The Managing Director of Berkshire Hathaway HomeServices Kay & Co, Martin Bikhit, praised the whole Budget: “Philip Hammond’s Budget is a balanced one, given the state of the economy and the growing needs of our society. A particular highlight for me is the money being put into our high streets and transform underutilised commercial space into the homes needed. And the business relief rates will also help small businesses stay on the high street.

“Taking Shared Ownership buyers out of Stamp Duty will certainly help people move and buy their own homes.
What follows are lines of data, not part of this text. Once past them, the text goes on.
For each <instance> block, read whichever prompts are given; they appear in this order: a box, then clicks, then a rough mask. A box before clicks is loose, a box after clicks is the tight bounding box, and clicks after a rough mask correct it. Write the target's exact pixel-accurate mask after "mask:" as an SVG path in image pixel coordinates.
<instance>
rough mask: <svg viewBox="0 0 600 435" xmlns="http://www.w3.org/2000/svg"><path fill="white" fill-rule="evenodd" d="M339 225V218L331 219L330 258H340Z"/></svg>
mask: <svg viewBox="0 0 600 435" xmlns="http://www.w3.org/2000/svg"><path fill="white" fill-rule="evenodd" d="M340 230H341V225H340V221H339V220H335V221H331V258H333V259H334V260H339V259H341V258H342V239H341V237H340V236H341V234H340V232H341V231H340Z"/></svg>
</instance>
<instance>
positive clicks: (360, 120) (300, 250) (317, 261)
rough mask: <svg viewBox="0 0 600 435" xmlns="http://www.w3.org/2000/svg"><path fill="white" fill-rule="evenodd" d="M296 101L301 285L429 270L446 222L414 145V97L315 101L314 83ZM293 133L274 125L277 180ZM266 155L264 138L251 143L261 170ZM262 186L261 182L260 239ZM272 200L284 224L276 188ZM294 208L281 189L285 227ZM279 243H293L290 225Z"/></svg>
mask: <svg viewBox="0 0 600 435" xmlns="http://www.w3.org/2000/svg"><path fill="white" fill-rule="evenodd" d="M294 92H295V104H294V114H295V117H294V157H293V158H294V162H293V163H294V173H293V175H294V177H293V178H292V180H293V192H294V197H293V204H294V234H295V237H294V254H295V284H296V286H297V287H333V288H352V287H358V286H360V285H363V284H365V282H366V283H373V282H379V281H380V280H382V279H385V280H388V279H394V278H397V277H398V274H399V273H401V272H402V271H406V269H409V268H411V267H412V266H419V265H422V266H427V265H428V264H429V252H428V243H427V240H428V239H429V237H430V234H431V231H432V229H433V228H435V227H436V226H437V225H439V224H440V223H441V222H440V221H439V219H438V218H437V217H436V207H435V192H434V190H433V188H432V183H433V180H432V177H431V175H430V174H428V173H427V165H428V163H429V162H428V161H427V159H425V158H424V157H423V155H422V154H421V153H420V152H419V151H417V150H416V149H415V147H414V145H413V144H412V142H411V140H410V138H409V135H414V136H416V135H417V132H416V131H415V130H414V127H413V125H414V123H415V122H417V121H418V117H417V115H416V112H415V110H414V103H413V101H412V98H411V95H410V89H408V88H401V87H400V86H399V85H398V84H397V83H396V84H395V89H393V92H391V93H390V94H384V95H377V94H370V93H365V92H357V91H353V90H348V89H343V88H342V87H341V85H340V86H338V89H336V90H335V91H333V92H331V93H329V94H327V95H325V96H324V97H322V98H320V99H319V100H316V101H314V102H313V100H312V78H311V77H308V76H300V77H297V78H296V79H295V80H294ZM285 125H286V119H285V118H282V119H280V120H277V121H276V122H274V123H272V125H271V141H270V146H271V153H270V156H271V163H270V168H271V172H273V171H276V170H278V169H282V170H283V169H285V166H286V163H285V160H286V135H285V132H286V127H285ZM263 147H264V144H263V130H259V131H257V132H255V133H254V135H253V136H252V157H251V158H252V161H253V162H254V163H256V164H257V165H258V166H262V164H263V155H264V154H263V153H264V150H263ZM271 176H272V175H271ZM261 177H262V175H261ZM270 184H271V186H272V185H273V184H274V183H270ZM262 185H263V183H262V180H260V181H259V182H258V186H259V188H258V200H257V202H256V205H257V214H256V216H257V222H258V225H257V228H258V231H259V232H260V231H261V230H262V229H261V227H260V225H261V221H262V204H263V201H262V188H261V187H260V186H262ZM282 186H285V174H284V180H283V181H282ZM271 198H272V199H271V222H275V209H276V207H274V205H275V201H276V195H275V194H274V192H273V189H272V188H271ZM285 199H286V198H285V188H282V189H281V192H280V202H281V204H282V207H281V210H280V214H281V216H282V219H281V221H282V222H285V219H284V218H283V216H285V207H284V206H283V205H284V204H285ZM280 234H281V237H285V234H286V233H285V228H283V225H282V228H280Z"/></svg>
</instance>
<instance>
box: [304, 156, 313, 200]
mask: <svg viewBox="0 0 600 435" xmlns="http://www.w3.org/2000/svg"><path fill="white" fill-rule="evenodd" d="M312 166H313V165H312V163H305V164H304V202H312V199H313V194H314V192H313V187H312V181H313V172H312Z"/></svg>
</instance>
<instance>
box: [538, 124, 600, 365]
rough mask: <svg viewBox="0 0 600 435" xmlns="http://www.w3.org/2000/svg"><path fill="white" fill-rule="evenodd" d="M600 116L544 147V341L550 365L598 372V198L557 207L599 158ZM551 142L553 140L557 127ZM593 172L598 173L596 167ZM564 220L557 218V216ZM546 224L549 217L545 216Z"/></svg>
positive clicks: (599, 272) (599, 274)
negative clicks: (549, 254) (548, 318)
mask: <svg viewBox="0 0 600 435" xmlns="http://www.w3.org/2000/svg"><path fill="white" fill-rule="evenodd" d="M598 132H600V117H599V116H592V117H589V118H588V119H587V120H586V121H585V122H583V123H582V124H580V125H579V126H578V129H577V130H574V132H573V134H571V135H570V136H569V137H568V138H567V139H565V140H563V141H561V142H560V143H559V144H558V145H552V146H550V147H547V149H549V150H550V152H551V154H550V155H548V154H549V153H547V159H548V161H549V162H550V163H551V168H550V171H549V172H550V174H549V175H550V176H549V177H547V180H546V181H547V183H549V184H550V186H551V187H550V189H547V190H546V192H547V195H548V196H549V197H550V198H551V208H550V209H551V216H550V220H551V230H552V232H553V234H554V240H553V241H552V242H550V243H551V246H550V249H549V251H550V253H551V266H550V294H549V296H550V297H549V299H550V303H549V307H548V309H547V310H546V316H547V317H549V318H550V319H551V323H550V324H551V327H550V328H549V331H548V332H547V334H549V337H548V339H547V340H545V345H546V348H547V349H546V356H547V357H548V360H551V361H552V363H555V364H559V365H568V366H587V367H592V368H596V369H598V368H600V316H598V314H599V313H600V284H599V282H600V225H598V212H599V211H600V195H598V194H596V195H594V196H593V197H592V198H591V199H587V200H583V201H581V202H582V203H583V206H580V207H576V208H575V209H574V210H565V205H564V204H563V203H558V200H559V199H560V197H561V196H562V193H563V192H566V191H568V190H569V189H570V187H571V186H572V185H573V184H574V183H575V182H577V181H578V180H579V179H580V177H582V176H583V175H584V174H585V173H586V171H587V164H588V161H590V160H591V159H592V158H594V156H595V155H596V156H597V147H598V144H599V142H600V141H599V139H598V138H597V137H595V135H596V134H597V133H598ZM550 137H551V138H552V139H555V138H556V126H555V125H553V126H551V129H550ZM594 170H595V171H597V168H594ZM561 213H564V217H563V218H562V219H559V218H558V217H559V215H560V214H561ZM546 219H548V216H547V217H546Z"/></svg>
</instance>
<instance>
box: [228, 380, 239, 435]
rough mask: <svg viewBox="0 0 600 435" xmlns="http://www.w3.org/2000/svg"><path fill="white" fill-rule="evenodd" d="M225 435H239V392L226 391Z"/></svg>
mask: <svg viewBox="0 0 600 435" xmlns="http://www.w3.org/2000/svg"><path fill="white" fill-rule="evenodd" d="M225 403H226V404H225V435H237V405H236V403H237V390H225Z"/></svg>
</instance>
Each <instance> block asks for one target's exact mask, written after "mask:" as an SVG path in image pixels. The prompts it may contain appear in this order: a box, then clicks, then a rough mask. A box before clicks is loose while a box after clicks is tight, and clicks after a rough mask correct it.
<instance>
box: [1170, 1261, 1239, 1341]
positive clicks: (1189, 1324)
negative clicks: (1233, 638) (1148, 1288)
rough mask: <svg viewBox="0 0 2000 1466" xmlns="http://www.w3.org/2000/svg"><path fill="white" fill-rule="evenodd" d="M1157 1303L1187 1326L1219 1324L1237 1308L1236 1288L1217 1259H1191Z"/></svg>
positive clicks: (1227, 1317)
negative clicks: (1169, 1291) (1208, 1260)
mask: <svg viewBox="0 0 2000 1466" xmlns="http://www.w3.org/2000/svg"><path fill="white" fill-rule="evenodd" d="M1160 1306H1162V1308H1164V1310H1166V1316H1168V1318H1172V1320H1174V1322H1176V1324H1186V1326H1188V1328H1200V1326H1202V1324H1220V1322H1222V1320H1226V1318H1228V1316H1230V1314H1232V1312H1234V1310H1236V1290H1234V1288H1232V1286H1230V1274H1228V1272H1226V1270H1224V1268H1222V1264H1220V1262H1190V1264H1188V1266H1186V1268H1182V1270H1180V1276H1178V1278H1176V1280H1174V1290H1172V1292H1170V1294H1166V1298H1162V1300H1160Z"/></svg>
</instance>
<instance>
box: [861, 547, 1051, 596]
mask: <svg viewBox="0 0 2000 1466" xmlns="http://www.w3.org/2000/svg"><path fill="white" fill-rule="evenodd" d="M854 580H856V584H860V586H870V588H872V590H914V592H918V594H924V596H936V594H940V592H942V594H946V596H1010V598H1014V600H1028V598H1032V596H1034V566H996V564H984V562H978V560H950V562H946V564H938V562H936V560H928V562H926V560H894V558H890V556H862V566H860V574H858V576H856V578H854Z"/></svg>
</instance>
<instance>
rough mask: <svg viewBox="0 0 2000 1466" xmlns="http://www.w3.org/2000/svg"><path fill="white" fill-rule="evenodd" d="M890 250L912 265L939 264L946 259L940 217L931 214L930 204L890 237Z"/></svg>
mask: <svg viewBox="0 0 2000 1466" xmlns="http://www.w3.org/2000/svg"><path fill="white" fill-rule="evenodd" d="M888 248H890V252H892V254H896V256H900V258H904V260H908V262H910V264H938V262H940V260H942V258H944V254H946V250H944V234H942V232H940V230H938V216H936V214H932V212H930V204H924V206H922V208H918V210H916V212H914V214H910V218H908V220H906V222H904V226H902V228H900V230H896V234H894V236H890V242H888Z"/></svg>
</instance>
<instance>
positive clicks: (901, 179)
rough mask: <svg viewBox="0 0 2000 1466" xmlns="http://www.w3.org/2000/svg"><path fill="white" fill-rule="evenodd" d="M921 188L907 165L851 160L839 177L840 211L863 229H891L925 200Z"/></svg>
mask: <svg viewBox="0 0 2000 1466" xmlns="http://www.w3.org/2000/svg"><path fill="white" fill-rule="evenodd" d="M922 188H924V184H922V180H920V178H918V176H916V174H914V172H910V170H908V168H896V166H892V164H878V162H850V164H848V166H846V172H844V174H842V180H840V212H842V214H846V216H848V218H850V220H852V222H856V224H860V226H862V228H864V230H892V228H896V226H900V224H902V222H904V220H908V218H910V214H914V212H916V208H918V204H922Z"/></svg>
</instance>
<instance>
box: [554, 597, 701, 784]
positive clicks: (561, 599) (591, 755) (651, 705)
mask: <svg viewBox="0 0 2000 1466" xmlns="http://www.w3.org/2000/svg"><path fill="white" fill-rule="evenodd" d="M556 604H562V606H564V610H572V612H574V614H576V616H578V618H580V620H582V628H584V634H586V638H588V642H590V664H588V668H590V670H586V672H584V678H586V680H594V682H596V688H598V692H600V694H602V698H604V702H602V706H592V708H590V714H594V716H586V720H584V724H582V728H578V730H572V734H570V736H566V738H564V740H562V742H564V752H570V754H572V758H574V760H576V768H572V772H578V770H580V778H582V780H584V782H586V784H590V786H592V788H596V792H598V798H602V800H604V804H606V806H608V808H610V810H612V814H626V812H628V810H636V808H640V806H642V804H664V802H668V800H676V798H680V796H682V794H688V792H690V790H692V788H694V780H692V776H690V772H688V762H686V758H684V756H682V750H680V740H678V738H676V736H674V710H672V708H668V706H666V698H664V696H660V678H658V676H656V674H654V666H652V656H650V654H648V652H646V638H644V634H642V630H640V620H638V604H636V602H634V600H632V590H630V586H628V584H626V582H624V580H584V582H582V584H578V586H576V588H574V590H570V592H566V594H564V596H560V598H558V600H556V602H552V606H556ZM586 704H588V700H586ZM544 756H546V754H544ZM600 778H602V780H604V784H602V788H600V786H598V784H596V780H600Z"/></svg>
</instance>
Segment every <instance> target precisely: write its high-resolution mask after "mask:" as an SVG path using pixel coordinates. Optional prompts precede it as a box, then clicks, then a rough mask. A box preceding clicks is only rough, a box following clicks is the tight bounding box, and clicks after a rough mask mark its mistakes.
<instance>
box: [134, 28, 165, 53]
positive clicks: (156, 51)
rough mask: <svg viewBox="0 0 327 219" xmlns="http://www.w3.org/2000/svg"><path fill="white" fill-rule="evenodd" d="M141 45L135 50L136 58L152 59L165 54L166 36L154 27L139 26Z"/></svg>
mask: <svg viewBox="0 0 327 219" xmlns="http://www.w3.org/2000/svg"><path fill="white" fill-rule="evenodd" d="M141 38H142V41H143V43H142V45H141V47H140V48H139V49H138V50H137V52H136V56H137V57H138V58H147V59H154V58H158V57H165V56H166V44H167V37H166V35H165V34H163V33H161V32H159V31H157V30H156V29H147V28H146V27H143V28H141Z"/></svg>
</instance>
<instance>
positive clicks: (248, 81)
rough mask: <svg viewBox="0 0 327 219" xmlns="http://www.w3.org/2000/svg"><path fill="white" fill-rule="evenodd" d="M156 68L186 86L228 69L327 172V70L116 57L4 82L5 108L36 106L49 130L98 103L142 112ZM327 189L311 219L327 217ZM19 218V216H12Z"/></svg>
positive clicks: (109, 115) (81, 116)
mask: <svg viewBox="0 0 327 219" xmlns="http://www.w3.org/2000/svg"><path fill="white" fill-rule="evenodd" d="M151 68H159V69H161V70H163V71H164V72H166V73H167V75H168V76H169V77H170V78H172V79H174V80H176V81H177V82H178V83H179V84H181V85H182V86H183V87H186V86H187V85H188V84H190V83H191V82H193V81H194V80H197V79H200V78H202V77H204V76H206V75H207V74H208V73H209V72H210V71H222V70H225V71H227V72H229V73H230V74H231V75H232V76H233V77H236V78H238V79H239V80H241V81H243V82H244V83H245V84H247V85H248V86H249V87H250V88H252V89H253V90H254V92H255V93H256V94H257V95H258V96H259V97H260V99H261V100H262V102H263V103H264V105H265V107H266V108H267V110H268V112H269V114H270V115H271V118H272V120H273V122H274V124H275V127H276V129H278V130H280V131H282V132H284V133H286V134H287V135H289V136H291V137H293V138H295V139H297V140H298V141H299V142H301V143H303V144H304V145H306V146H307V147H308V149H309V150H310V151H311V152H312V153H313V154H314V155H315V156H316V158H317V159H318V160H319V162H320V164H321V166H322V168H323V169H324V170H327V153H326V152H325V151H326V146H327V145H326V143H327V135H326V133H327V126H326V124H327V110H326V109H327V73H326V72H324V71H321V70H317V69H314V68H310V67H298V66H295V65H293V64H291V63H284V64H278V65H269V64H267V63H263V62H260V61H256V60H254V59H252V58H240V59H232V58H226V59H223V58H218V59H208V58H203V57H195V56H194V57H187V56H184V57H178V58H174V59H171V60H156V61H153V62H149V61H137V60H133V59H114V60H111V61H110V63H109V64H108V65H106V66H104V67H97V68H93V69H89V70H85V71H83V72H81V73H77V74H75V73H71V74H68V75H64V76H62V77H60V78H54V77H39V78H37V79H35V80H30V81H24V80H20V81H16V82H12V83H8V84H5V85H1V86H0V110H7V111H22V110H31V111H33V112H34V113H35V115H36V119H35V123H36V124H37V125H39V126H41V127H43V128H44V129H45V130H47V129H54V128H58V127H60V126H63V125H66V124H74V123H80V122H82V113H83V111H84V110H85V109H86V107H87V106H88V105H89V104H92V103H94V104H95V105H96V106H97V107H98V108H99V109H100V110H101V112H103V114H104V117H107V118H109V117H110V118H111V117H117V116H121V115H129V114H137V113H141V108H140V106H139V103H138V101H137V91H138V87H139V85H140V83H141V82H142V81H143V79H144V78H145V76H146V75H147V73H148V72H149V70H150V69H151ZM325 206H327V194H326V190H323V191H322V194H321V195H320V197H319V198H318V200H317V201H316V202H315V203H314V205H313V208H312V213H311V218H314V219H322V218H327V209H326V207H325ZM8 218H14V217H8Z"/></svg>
However, Stamp Duty across the board still needs to be addressed, as homeowners are deterred from downsizing, thus freeing up larger family homes, and upsizers are unable to meet the punitive cost of Stamp Duty.”

Mark Hayward, the Chief Executive of NAEA Propertymark (the National Association of Estate Agents), also had some choice words for the Chancellor: “When the Government announced a Stamp Duty holiday for first time buyers in last year’s Autumn Budget, we said that it was a sticking plaster, which did not tackle the wider problem of rising house prices, lack of affordable housing and supply of suitable homes in the UK. Today’s news that this relief is being extended retrospectively to include first time buyers in Shared Ownership properties is unlikely to have any material impact. Our data shows that, so far in 2018, 26% of property transactions involved first time buyers. This was the same figure as that for the whole of 2017, showing that it hasn’t had a real impact so far, and, therefore, is unlikely to make a real difference moving forwards.

“Instead of focusing solely on those buying their first home, the Government needs to look at the whole system to ensure it’s working effectively for all buyers, and there are suitable homes for everyone.”

Richard Pike, the Sales and Marketing Director of Phoebus Software, is also disappointed in the focus on first time buyers: “When Theresa May said that ‘solving the housing crisis is the biggest domestic policy challenge of our generation’, she not only set the wheels in motion, she also got the industry’s hopes up.

“Mr. Hammond has once again concentrated his efforts on first time buyers, with no thought for the rest of the market. Despite providing further funding for more new build homes, which of course is welcome, there are still questions that haven’t been answered.

“It is not just about building houses, it’s about ensuring that developers are building the right homes in the right places, and that those homes are affordable to the people that want to buy them. Another question, given the massive increase in equity release in the past year, is why, with an ageing population, aren’t we doing more to help the older generation move down the ladder, rather than continuing to make it cost prohibitive to downsize?”

More positively, on the extension of the Help to Buy scheme to 2023, Craig McKinlay, the New Business Director at Kensington Mortgages, comments: “The Help to Buy scheme has been a helping hand for thousands of first time buyers stepping onto the property ladder. It isn’t the only solution to solving the housing crisis, but it has supported many people on the path to homeownership. A guarantee of its extension to 2023 is much needed news for both developers and buyers, to help with their long-term plans.”